To determine the prevalence of aspirin resistance in patients taking this drug and to test if resistance is related to haemostatic, inflammatory and lipidic variables.
Platelet function measured with PFA-100 was studied in 268 patients (185 men) with stable coronary disease who took aspirin (100 to 300 mg/day). Aspirin resistance was defined when epinephrine closure time < 174 s. Results of lipoprotein(a) are expressed in median (interquartile range).
Aspirin resistance was found in 16 % of cases. Patients with aspirin resistance had higher levels of Apolipoprotein B (109.27 ± 27.65 vs 100.92 ± 23.77 mg/dl; p < 0.05), lipoprotein(a) [20.37 (4.83–36.72) vs 10.02 (1.88–25.41); p < 0.01], Platelet Count (241.42 ± 75.35 vs 213.94 ± 56.74 mm3; p < 0.05) and fibrinogen (388.93 ± 107.27 vs 354.33 ± 89.35 mg/dl; p < 0.05). We used the logistic regression analysis to detect the independent predictors of aspirin resistance. Lipoprotein(a) was found to be the only independent risk factor to identify aspirin resistance (p < 0.05; OR: 1.302; CI 95 % : 1.003–1.688).

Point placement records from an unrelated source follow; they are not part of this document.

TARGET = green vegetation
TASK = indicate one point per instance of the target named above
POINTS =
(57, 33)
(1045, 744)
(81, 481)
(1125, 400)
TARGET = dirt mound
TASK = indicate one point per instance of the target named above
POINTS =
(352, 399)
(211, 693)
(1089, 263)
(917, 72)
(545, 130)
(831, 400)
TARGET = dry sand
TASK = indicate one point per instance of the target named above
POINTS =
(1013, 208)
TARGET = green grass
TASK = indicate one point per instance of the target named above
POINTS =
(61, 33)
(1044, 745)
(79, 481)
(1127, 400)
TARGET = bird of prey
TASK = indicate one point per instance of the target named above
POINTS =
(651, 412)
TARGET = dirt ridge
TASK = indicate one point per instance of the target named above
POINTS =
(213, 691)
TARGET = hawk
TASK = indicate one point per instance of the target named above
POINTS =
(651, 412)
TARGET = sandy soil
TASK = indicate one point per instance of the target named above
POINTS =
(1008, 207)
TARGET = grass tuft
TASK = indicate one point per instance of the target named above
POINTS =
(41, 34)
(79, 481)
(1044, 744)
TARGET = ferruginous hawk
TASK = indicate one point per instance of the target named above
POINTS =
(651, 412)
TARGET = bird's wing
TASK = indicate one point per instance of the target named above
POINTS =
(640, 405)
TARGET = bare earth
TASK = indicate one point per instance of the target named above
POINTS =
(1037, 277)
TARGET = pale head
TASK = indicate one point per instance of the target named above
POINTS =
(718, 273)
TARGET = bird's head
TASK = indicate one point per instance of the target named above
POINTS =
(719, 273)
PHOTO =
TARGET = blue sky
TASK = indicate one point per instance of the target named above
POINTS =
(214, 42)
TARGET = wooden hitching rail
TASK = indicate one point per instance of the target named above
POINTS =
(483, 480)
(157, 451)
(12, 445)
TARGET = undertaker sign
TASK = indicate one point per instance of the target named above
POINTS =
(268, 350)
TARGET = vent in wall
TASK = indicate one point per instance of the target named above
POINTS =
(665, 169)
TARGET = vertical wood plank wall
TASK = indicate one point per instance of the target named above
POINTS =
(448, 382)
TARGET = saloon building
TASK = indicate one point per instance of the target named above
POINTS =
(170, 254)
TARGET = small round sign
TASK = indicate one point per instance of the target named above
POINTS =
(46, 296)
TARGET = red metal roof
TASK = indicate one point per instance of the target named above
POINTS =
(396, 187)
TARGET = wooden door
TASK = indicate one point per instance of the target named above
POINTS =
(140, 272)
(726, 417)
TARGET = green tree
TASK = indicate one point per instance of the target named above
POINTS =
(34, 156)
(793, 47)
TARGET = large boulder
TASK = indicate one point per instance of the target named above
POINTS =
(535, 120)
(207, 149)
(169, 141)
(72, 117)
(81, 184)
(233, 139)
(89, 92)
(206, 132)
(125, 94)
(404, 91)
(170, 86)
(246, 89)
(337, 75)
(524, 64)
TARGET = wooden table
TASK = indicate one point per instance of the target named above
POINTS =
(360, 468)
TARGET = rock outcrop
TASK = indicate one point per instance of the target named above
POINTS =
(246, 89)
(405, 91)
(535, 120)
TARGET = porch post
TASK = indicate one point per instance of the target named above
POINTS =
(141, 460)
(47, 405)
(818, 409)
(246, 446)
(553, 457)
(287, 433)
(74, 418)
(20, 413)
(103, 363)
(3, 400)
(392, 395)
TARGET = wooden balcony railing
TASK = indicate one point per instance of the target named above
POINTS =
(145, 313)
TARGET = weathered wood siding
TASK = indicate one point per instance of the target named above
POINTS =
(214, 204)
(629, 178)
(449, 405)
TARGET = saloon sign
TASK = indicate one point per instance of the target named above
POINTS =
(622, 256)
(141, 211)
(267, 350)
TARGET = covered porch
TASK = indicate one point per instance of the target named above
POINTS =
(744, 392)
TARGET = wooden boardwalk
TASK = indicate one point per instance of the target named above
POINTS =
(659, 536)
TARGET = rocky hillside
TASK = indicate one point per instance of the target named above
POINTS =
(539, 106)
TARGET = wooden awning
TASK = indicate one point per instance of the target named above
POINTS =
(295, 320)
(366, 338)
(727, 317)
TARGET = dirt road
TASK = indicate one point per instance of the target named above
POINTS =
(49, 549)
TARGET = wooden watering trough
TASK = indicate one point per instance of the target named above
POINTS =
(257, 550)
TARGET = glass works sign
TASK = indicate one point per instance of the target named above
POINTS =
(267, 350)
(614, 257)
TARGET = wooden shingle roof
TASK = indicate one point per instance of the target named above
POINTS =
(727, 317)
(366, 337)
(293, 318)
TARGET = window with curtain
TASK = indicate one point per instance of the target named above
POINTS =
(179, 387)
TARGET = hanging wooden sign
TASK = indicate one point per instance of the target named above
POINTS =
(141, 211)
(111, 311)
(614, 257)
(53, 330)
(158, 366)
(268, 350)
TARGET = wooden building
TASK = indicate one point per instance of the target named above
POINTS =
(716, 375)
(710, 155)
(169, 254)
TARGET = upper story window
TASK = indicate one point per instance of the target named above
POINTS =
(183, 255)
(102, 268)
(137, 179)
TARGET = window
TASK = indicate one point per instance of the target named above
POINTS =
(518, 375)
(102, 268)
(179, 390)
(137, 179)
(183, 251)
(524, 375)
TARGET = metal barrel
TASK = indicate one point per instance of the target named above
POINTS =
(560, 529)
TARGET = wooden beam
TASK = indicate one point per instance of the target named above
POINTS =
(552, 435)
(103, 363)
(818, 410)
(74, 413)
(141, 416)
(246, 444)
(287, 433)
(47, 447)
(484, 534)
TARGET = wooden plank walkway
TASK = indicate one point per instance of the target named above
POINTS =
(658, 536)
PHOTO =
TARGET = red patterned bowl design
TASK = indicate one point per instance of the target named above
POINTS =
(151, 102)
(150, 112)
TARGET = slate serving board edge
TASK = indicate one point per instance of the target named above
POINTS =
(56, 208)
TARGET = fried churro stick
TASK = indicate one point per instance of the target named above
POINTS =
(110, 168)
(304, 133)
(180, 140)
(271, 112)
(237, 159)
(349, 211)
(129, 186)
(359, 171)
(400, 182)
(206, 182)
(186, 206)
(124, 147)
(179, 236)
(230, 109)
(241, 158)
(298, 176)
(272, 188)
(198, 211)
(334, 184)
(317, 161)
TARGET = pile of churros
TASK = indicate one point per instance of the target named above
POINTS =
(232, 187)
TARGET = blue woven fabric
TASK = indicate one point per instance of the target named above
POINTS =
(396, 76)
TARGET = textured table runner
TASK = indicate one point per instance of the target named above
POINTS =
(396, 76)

Although the potential mechanisms of aspirin resistance still remains uncertain, we found that platelet responsiveness to aspirin is reduced in patients with high levels of Apolipoprotein B and lipoprotein(a). Our work demonstrate that lipoprotein(a) is an independent risk factor for aspirin resistance possibly due to the interaction of Apolipoprotein(a) with human platelets.